'IS' massacres dozens in central Syria
October 23, 2017Bodies of more than 60 Syrian civilians have been found in the central Syrian town of al-Qaryatayn, a senior Syrian official and activists said on Monday. The town was retaken from "Islamic State" militants by the Syrian army over the weekend.
"More than 60 were dead, while more than 100 others are missing, either kidnapped or killed," Homs province governor Talal Barazi confirmed in interviews with Reuters and the Associated Press news agencies.
Barazi said most of the victims had been government employees or members of Syria's ruling Baath party.
"It is a shocking massacre," he said, adding that the killings went on for the three weeks that IS held al-Qaryatayn.
Some of them were shot on the streets as the militants retreated. At least 35 bodies were found shot and dumped into a deep shaft.
A 'massacre'
The Britain-based Syrian Observatory for Human Rights also reported the discovery on Monday. According to its sources, at least 128 people had been murdered, 83 of them within 48 hours, before the town was recaptured by Syrian government forces. The head of the Observatory, Rami Abdurrahman, also called the killings a "massacre."
The Observatory said around 200 militants had been in the town and withdrew towards the desert areas in the eastern part of Homs province.
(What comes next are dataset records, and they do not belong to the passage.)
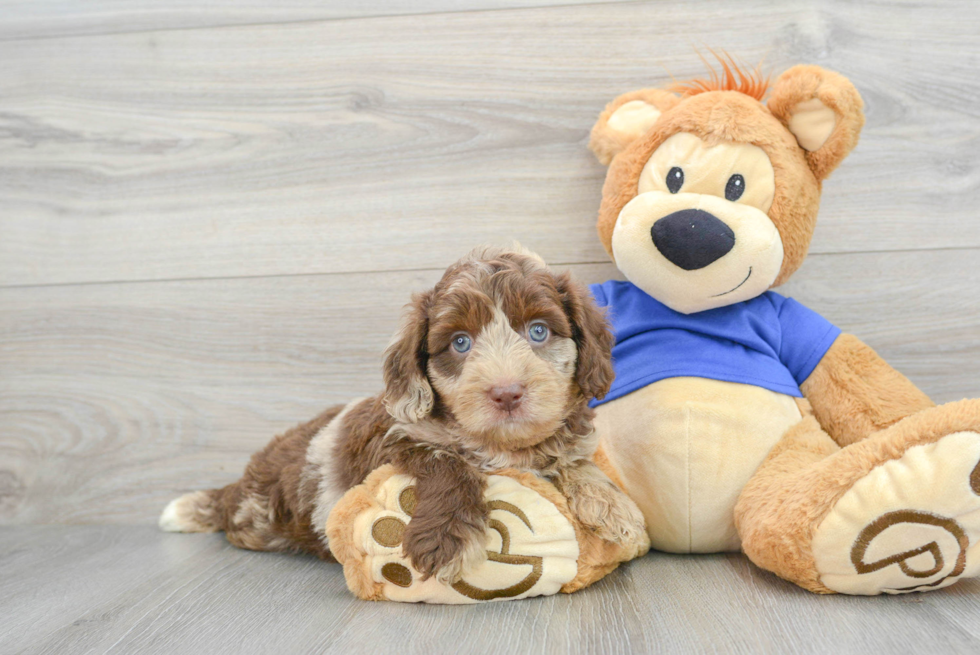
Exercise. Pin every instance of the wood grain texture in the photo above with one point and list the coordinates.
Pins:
(32, 19)
(115, 398)
(385, 143)
(128, 590)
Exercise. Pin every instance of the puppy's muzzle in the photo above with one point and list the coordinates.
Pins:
(692, 238)
(507, 397)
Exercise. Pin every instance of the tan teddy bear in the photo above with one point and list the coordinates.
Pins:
(740, 419)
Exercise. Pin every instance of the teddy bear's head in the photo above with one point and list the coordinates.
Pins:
(711, 196)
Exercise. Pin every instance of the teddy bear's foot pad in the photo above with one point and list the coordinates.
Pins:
(911, 524)
(532, 547)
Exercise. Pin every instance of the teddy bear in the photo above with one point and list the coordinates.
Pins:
(739, 418)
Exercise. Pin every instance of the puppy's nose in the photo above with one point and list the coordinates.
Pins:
(692, 238)
(508, 397)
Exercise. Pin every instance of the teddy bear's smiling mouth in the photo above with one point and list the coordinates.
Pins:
(718, 295)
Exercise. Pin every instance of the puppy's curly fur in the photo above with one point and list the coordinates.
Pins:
(492, 368)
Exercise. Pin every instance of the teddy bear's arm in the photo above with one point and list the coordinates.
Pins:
(855, 393)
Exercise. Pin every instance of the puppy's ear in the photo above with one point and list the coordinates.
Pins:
(590, 330)
(408, 394)
(627, 118)
(823, 110)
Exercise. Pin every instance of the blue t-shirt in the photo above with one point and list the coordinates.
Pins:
(769, 341)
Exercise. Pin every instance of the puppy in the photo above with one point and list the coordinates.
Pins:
(491, 369)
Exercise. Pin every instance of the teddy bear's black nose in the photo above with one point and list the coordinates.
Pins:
(692, 238)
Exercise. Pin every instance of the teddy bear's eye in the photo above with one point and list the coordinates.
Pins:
(675, 179)
(735, 187)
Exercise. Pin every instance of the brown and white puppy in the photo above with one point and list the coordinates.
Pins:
(491, 369)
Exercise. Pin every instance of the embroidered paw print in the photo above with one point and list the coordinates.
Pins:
(532, 548)
(388, 532)
(911, 524)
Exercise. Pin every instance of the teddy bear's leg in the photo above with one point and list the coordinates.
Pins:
(896, 512)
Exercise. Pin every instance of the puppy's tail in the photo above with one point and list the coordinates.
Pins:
(198, 511)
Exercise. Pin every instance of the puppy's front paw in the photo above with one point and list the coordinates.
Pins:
(447, 550)
(608, 512)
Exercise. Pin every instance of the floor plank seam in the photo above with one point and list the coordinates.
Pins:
(306, 21)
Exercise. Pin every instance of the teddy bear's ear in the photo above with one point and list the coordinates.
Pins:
(626, 118)
(823, 110)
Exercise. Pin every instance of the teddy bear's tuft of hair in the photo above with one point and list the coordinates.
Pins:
(733, 77)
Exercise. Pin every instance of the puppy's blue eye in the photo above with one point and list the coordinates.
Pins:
(538, 332)
(461, 343)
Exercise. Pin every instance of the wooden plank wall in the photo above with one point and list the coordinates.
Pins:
(210, 216)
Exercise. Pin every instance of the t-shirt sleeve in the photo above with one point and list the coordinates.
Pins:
(806, 338)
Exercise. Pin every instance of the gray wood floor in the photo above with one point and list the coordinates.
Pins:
(211, 213)
(135, 590)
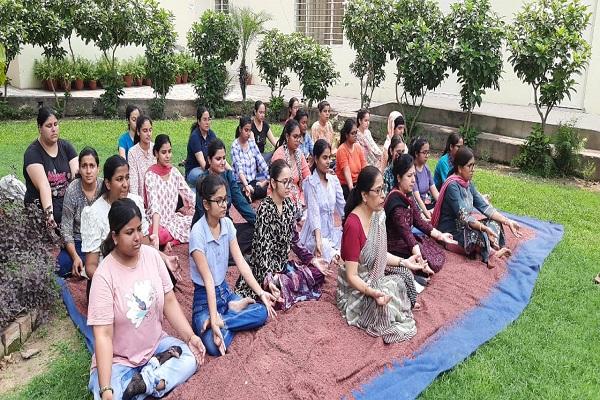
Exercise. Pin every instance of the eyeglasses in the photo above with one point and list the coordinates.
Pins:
(285, 182)
(377, 191)
(222, 202)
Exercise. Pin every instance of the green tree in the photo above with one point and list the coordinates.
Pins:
(477, 33)
(547, 50)
(214, 41)
(314, 66)
(161, 65)
(421, 49)
(273, 61)
(111, 24)
(367, 26)
(249, 25)
(12, 33)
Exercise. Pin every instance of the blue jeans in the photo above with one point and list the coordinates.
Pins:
(174, 372)
(193, 176)
(65, 262)
(251, 317)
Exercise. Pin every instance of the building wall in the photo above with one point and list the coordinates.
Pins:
(512, 90)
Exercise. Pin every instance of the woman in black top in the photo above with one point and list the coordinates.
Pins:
(262, 130)
(49, 164)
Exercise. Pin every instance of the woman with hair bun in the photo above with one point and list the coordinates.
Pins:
(164, 185)
(402, 213)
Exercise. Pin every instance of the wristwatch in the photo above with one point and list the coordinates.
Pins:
(104, 389)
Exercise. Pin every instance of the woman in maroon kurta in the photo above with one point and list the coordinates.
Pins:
(402, 213)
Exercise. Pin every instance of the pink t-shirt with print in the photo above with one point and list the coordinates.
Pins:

The region neighbors the province of Deir el-Zour, where the government and US-backed forces are mounting an assault on some of the last IS strongholds in the country.
The jihadis have lost most of the territory they had managed to capture in 2014. They have been retreating across northern and eastern Syria, days after losing control of in Raqqa, once considered the de facto capital of the self-proclaimed caliphate.
Al-Qaryatayn, which lies nearly 300 km (190 miles) west of Deir el-Zour, was first captured by the IS in August 2015. They used the strategically-important town to defend the historic city of Palmyra.
They lost control of the town to Russia-backed Syrian troops in less than a year only to recapture it again earlier this month.